Open bearpaw opened 8 years ago
Moreover. I found that the released results on validation set is slightly worse than the results on the TEST set:
method | Head | Shoulder | Elbow | Wrist | Hip | Knee | Ankle | Mean |
---|---|---|---|---|---|---|---|---|
valid-example | 95.80 | 94.21 | 87.40 | 82.75 | 86.03 | 81.83 | 78.32 | 86.76 |
valid-ours | 95.94 | 94.68 | 88.53 | 83.38 | 87.48 | 83.09 | 79.05 | 87.56 |
Is the released model different against the model in your arxiv paper? Thanks in advance!
valid-ours.h5 is currently a bit outdated as well as the released model. With that said, I generally found validation performance to be around 2% worse than test set performance.
valid-example.h5 is the file that gets written to when running the validation demo code, so if someone runs with a different model it was just a way to distinguish it from our baseline performance. I just put an arbitrary set of predictions as filler there so if the evaluation code was run it would show different curves. I didn't think much about it at the time and in hindsight I realize that might be a bit confusing, sorry about that!

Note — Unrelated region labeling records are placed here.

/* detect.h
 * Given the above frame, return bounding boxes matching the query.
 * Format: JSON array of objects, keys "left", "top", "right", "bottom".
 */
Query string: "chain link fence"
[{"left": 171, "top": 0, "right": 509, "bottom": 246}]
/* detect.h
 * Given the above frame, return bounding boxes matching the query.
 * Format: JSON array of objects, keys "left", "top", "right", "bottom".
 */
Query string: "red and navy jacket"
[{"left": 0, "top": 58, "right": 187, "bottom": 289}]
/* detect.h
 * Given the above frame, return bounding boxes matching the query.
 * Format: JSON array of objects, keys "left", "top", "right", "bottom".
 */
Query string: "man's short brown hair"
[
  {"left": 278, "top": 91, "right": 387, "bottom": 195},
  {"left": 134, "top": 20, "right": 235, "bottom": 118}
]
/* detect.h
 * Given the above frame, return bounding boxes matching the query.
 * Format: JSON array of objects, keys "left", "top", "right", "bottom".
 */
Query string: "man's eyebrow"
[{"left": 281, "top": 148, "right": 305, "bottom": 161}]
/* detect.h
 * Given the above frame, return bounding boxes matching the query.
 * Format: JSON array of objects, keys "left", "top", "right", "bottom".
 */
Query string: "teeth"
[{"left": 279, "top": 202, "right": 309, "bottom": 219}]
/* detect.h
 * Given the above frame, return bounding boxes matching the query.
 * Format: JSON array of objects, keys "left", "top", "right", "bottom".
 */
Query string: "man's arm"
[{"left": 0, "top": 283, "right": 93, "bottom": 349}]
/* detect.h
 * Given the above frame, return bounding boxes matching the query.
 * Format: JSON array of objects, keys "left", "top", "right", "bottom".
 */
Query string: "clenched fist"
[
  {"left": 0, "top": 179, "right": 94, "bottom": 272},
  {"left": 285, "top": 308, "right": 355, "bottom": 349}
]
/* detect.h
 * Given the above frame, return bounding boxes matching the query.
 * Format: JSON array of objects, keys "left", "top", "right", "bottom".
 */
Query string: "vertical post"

@anewell Can you please clarify which model architecture was used to generate valid-ours.h5
? Was it the 8-stack hourglass used to produce Table 2 in your paper? I wish to use these results as a reference point during development.
Hi, valid-ours.h5 is from an old version of the model, and does not correspond to the output of the 8-stack network. Sorry for any confusion that might cause. You can download the 8-stack model though and run the evaluation to see how it does.
Thanks for your reply. I've found a small bug in the evaluation code (see https://github.com/anewell/pose-hg-demo/pull/14), but other than that I am able to generate validation set predictions just fine.
Would you consider accepting a PR to add the validation set predictions into the preds/
folder (eg as valid-hg8.h5
or perhaps replacing valid-ours.h5
)? It would be very helpful to have an "official" validation prediction set for your highly influential model, and would clear up confusion for people who wrongly believe that valid-ours.h5
represents your peak performance.
Hi, I notice that
valid-example.h5
is better thanvalid-ours.h5
. Would you please tell me the difference between these two results? Thank you.